本を読む #020〈『風から水へ』と同人誌『はやにえ』〉

⑳ 『風から水へ』と同人誌『はやにえ』

                                         小田光雄

 

 「出版人に聞く」シリーズ番外編として、鈴木宏『風から水へ』がようやく刊行されたので、その補遺を何編か書いておきたい。その前に断わっておけば、この一冊を「番外編」としたのは、著者の鈴木が時間をかけて大幅に加筆したために、「出版人に聞く」のフォーマットをはみ出してしまう分量になったことによっている。

 

 それもあって、鈴木は大学時代における「同人雑誌」のことにもかなり詳細にふれている。その同人メンバーは10人以上いて、都立大の学生か、前橋在住ないしは出身で、福間健二、中島治之、桑原喜一といった名前が挙げられ、クラスメードだった福間だけが社会的な意味で「詩人」と認知されたと語っている。そして鈴木もまた『凶区』や『ドラムカン』によった詩人たちを読んでいたので、いわゆる「現代詩」ふうのものを書いていたと述べているけれど、その同人誌名や詩に関しては具体的に言及されていない。

 

 最初に私がインタビューした際にはこの同人誌のタイトルを確かめることをしなかったのだが、しばらくして、ひょっとすると『はやにえ』ではないかと思い、探してみると出てきた。タイプ印刷のA5判84ページ、1970年2月に出された第3号で頒価は200円、発行所は前橋市の中島気付 集団はやにえである。編集人には長田徹、鈴木宏、福間健二の名前が記されている。これは裏表紙の下の記載だが、そこには印刷所として、東京都千代田区三崎町の千曲タイプも併記され、70年代には、映画の『男はつらいよ』シリーズのタコ社長の印刷屋ではないけれど、学生街にはタイプ印刷所がよくあったことを思い出させる。ただここで付け加えておくと、当時の同人誌は誤植がつきもので、鈴木宏が範木宏、中島治之が治元となっていた。

 

 それでも目次にはなく、2人を含めた10数人の詩と、福間の詩編とシナリオからなる「青春伝説序論ノート」が収録され、『はやにえ』が詩誌だとわかる。

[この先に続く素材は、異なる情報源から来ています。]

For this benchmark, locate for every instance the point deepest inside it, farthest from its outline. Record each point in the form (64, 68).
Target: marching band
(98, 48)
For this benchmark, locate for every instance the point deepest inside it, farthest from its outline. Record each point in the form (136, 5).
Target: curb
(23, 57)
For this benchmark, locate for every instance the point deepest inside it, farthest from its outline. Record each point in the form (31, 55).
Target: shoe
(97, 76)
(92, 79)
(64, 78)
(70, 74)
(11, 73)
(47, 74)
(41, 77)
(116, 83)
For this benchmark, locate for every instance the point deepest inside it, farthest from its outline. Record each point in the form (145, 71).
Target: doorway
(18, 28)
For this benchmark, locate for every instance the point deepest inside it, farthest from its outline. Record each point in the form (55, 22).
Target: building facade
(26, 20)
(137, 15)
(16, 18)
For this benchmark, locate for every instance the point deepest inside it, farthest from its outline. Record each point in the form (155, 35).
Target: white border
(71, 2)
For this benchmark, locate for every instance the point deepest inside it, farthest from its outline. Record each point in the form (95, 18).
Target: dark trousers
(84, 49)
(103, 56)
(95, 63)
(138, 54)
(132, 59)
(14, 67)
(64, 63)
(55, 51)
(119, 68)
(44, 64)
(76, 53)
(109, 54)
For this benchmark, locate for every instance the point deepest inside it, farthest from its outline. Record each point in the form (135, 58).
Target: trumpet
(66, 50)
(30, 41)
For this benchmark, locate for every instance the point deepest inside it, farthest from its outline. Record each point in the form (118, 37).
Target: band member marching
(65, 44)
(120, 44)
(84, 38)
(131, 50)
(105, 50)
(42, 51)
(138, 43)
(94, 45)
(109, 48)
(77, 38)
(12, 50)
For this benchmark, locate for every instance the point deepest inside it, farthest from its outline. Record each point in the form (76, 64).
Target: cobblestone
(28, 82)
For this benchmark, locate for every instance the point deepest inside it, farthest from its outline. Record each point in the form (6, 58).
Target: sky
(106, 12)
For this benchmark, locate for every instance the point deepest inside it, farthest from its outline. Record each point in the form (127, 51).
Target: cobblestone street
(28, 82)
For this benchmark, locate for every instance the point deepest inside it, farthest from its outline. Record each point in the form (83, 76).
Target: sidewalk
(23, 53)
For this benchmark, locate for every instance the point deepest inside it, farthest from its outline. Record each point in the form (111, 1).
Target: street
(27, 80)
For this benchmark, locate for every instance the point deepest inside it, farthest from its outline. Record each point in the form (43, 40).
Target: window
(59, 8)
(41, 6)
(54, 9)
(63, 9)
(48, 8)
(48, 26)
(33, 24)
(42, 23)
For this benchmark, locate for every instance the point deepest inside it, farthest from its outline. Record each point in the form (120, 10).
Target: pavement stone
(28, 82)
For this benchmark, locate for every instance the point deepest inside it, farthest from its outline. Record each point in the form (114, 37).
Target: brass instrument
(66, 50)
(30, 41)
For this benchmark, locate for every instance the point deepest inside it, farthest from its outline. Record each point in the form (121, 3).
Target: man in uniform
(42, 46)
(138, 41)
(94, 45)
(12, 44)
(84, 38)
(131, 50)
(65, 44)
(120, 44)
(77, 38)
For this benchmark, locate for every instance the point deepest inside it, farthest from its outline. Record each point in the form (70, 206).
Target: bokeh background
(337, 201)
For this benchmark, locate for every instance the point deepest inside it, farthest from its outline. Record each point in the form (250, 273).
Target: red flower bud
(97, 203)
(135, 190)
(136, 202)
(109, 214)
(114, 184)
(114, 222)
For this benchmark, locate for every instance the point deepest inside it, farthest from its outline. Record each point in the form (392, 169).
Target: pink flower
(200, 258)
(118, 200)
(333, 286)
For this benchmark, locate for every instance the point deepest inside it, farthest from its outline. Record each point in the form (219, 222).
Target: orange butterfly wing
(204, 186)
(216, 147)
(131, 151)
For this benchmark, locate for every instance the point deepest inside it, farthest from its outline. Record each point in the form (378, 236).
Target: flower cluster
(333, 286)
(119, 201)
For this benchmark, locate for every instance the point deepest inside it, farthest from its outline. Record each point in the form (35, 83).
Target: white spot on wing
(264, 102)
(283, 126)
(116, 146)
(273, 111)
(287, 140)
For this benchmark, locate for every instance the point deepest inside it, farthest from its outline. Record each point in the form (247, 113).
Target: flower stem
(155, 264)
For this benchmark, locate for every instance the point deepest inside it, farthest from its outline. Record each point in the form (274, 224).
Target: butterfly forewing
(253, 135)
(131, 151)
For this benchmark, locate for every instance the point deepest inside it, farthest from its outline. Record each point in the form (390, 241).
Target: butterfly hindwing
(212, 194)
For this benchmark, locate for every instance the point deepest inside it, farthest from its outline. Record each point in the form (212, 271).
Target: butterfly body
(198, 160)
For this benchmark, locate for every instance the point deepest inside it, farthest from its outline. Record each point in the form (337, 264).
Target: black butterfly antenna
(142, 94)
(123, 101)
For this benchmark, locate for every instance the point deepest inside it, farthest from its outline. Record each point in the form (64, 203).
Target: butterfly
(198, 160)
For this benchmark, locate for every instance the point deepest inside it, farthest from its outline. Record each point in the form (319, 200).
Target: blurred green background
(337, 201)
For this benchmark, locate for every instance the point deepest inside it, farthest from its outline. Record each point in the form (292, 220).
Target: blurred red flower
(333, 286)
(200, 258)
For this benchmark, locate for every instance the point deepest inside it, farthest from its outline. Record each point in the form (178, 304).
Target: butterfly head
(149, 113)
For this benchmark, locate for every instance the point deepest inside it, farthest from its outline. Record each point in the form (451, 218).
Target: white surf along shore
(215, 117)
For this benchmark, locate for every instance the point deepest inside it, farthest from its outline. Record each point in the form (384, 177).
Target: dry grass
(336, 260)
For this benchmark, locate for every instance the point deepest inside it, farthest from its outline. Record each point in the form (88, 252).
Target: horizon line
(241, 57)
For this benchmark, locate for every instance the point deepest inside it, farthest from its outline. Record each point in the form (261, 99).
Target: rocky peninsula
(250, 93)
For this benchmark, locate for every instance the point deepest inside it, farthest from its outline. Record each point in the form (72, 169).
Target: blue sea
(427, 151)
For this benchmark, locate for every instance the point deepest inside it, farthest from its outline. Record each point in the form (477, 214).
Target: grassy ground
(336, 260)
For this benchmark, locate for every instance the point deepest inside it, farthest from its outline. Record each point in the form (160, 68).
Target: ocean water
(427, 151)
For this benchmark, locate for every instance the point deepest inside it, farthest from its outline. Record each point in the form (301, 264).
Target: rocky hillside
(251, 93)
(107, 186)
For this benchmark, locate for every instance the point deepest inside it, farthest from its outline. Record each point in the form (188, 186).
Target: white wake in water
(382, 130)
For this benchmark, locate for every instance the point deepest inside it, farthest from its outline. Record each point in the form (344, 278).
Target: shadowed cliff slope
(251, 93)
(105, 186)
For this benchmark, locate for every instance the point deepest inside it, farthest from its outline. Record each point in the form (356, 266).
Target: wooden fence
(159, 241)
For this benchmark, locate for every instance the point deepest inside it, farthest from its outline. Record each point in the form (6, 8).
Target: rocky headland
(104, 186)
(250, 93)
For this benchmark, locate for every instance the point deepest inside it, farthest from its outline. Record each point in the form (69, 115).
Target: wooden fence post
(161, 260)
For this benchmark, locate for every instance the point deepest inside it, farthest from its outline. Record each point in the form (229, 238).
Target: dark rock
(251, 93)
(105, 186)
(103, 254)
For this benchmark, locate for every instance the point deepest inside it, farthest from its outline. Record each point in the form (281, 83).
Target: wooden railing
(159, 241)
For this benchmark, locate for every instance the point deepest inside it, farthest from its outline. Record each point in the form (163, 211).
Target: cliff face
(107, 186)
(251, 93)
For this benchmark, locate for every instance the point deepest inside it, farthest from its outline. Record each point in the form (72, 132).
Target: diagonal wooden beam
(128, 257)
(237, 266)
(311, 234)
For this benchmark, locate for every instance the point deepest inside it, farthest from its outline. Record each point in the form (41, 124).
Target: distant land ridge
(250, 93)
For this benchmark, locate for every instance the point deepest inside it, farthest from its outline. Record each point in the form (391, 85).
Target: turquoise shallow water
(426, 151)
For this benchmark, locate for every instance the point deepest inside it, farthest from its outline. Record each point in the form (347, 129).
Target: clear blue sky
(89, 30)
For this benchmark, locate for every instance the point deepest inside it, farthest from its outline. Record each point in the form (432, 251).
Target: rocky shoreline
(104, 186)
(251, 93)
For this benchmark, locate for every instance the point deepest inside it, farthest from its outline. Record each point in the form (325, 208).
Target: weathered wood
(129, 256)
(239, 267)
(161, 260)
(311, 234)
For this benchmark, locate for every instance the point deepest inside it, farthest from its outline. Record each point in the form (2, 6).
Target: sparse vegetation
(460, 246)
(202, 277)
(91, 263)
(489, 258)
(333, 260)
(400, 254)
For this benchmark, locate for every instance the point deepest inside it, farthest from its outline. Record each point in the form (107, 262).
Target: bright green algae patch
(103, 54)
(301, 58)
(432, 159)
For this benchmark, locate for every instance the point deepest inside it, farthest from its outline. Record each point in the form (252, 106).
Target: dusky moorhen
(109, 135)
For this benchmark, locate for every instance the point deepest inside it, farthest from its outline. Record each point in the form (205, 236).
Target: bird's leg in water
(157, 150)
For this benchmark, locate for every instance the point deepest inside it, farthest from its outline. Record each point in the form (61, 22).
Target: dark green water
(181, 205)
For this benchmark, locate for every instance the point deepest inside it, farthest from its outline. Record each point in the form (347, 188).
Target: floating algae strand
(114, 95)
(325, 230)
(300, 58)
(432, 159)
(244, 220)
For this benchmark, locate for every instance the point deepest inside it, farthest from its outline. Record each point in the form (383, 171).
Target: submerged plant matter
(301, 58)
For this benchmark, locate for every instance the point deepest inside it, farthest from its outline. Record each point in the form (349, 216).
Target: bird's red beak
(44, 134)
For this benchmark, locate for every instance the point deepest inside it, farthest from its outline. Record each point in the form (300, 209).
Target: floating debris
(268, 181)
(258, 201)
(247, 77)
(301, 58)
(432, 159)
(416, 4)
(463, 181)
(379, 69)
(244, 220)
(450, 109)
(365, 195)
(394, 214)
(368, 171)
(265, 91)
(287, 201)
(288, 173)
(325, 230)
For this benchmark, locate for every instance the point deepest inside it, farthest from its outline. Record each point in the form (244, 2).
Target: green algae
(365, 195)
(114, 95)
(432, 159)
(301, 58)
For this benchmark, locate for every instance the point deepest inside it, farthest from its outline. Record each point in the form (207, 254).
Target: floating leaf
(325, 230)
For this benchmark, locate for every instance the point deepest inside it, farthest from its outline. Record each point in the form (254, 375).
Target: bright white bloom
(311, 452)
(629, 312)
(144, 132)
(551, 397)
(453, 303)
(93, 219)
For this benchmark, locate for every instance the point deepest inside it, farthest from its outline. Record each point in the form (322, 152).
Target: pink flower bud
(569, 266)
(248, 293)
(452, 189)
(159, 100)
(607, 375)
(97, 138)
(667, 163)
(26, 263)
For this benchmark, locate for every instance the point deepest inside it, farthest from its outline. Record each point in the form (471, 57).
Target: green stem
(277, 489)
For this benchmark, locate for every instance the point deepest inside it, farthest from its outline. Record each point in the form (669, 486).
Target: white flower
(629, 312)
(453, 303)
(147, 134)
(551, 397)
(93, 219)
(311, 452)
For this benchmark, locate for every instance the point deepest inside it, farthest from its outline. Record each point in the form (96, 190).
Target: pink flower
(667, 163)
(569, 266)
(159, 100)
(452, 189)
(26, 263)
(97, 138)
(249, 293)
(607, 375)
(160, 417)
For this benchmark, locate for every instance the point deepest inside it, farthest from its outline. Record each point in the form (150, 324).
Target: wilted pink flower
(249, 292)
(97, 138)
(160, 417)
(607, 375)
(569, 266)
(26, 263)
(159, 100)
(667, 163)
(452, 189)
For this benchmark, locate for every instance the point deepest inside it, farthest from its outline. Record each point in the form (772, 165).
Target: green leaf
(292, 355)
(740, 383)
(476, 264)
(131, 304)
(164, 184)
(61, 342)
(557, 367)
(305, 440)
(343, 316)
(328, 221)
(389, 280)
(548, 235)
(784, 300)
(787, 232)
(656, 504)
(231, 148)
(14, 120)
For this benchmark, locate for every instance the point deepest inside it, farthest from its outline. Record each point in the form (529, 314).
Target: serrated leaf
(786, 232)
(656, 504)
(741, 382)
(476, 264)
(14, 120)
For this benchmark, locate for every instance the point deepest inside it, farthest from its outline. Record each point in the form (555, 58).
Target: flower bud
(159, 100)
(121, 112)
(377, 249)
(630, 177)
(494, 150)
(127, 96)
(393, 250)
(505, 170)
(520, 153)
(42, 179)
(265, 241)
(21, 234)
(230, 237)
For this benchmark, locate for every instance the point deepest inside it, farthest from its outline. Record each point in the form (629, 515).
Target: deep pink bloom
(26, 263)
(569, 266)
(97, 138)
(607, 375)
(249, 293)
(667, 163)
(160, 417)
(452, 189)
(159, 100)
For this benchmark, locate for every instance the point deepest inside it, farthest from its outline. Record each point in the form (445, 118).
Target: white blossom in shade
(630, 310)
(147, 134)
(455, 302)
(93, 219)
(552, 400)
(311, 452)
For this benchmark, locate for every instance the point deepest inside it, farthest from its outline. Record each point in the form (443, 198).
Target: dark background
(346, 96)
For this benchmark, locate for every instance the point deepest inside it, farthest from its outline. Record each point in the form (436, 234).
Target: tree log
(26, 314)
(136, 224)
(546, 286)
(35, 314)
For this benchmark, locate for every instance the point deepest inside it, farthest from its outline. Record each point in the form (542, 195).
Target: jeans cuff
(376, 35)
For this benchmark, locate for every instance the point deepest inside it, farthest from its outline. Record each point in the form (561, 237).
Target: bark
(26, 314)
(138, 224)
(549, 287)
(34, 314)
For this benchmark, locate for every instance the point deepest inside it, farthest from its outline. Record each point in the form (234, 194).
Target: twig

それは70年代までは詩の時代だったことを物語ってもいる。鈴木宏はそこに詩「非在の朝・夢の河」と評論「幻惑の土地を越えて」を寄せている。前者は明らかに「現代詩」ふうのもので、『凶区』の詩人たちの作品を彷彿とさせるし、後者は「〈書く〉への接近のための短い覚え書き」とのサブタイトルが付され、モーリス・ブランショが引用されているように、『文学空間』や『来るべき書物』(いずれも現代思潮社)の影響下に書かれている。また宮川淳の『鏡・空間・イマージュ』(美術出版社)を挙げてもいいのかもしれない。それゆえに、後に水声社からクリストフ・ビダンの評伝『モーリス・ブランショ』が刊行されるのも、このような鈴木宏の同人誌時代と無縁ではなかったのである。

 

 しかし『風から水へ』にこの『はやにえ』のことを挿入する機会があったにもかかわらず、私があえてそれをしなかったのは、若書きのものへの言及は彼にとって恥ずかしいものだとわかっていたからだ。それは同じような同人誌時代を送ったことがある私にしても、まったく同様だからだ。それに所持していたこの『はやにえ』にしても、失念してしまったけれど、『はやにえ』の周辺にいた人物から贈られたものだったにちがいない。もはや半世紀前のことなので、現在から想像することは難しいと思われるが、同人誌圏は、それこそ出版社の文芸誌と異なる磁場を形成し、そこでは様々な同人誌が交感し合っていたのである。

 

 それに『風から水へ』にも語られているように、高校の文芸部で鈴木宏と笠井潔が一緒だったという事実は、手術台でのミシンと洋傘の出会いではないけれど、意外な組み合わせで、何となくおかしい。ところがこの『はやにえ』を間に置いてみると、「出版人に聞く」シリーズの人脈ともリンクしていくのである。すでに福間健二に関しては井家上隆幸『三一新書の時代』(「出版人に聞く」16)で、三一書房の高校生新書の『明後日は十七歳』の著者としてふれている。

 

 さらにまたそれに重なるのだが、『風から水へ』への刊行後に、榎本香菜子という女性から葉書が届いた。そこには何と『はやにえ』の表紙を高校三年生の自分が担当したことで、鈴木宏と知り合い、風の薔薇を立ち上げる時にはわずかながら出資もしたと書かれていたのである。あらためて『はやにえ』を見てみると、その表紙は香月泰男を彷彿させるもので、確かに目次に「表紙 榎本香菜子」と記されていた。そして彼女と面識はないのだけれど、今泉正光『「今泉棚」とリブロの時代』(「出版人に聞く」1)を出した時にも葉書をもらい、そこには今泉が最初に勤めていた関内のキディランドでアルバイトしていて、それがとても楽しい青春の日々だったことが書かれていた。

 

 そして今回の葉書には、今泉を鈴木に紹介したのは彼女だったことも記され、毎晩『風から水へ』を少しずつ読むのを楽しみにしているし、ここに出てくる中島治之や桑原喜一にもメールをしてみるとしたためられていた。『風から水へ』への刊行によって、忘れられていた『はやにえ』が出てきて、福間にリンクし、それを誘い水のようにして、榎本が表紙を担当していたこと、関内のキディランドにいて、今泉を鈴木に紹介したことが明らかになった。

 

 おそらくすべては伝わってこないけれど、この「出版人に聞く」シリーズは『風から水へ』で21冊を数えていることからすれば、今回のような思いがけない出会いや記憶の回想と結びつく役割を果たしているのかもしれない。それらのことについて、もう何編か続けてみるつもりだ。